FIG. 1 is an elevational view showing a schematic structure of a composite beam according to an embodiment of the present invention and a frame using the composite beam.

2 is a sectional view taken on line II-II in FIG.

[Explanation of symbols]

Reference Signs List 1 composite beam 2 (2a, 2b, 2c) chord material 3 diagonal material 4 bundle material 7 truss beam 8 fieldende beam 9 horizontal connecting material 10 diagonal connecting material 11, 12 clean room 13 distribution space (equipment space) 14 return space (Equipment space)

Continuing on the front page (72) Inventor Takashi Tsujii 1-3-2 Shibaura, Minato-ku, Tokyo Shimizu Corporation (72) Inventor Tomihiro Hori 2-3-2 Shibaura, Minato-ku, Tokyo Shimizu Corporation F term (reference) 2E001 DG00 EA06 FA01 GA51 HB02 2E163 FA12 FB23 FB31 FB32 FB42

Claims (3)

[Claims] 1. A truss beam formed by connecting two chords by a large number of diagonal members and a feederend beam formed by connecting two chords by a large number of bundles.
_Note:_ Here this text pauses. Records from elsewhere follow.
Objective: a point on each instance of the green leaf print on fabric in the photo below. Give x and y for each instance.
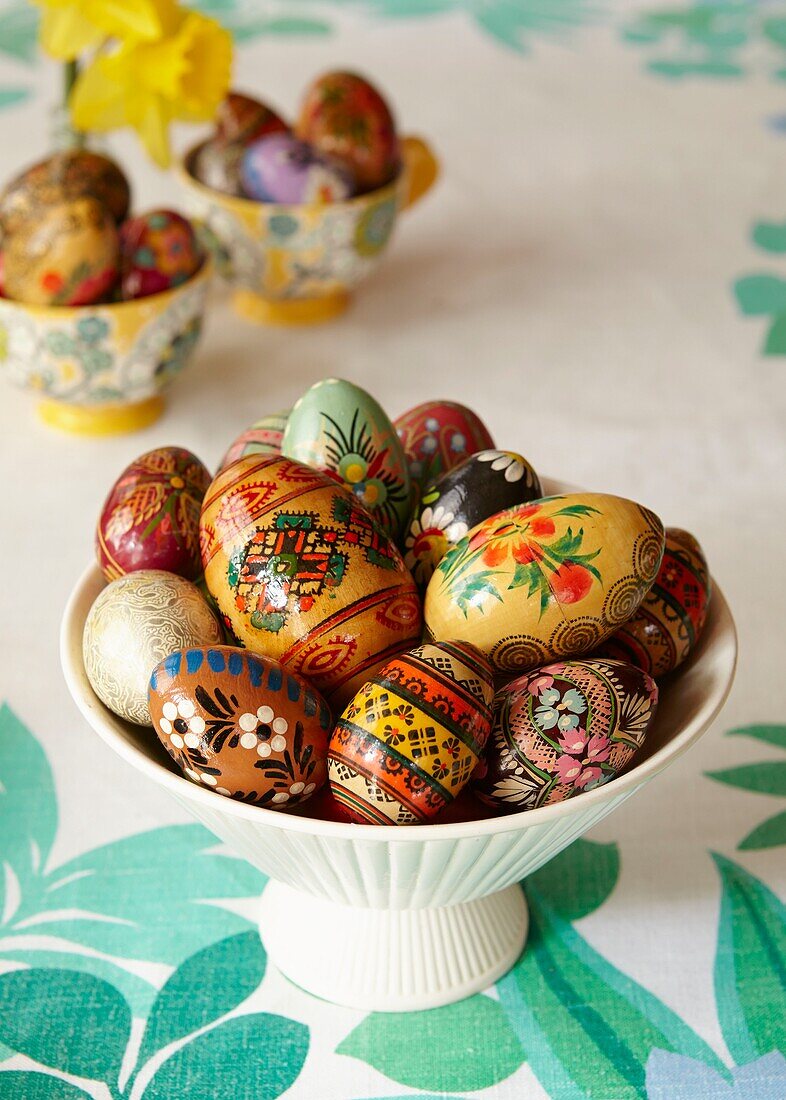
(26, 1085)
(586, 1029)
(764, 778)
(750, 967)
(72, 1022)
(205, 988)
(257, 1056)
(460, 1056)
(146, 897)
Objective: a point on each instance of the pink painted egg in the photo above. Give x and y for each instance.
(345, 117)
(151, 517)
(436, 436)
(158, 251)
(562, 729)
(280, 168)
(241, 725)
(264, 437)
(67, 255)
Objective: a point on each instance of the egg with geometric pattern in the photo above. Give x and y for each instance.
(562, 729)
(302, 573)
(241, 725)
(407, 744)
(671, 617)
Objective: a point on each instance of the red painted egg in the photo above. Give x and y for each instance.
(66, 256)
(436, 436)
(672, 615)
(409, 740)
(151, 517)
(241, 725)
(264, 437)
(562, 729)
(158, 251)
(345, 117)
(243, 119)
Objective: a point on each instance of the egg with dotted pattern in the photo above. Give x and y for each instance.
(241, 725)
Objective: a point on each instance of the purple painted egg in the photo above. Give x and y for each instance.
(562, 729)
(280, 168)
(157, 252)
(151, 517)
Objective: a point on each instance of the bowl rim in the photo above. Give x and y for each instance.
(97, 716)
(183, 169)
(69, 312)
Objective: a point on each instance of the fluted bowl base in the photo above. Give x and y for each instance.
(393, 960)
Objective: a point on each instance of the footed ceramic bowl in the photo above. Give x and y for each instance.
(427, 914)
(299, 264)
(99, 370)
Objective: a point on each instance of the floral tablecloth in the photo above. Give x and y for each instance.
(601, 274)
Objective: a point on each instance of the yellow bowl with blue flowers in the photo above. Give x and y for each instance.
(103, 369)
(299, 264)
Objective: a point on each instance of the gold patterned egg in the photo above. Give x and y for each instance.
(67, 256)
(672, 616)
(407, 744)
(134, 623)
(545, 580)
(302, 573)
(562, 729)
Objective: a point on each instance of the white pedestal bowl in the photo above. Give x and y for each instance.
(429, 913)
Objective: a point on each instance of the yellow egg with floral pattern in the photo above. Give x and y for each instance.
(545, 580)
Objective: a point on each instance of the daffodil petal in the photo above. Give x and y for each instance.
(65, 32)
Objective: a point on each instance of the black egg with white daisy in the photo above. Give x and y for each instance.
(479, 486)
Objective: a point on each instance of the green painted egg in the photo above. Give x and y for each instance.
(341, 429)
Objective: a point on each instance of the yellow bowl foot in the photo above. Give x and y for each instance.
(253, 307)
(100, 419)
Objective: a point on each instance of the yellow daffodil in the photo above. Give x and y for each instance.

What is claimed is: 1. A composite beam having a form in which three strings are stacked, and a diagonal member and a bundle member connecting the three members are arranged in a vertically stacked state in which the strings are shared. 2. A plurality of composite beams according to claim 1, which are erected in parallel at intervals, and three chords of the composite beams are connected to each other by a horizontal connecting member. A composite beam frame characterized by connecting two members with a diagonal connecting member. 3. The composite beam frame according to claim 2, wherein equipment spaces in directions orthogonal to each other are secured between the truss beams and between the bundles of the feeder-end beam. Composite beam frame.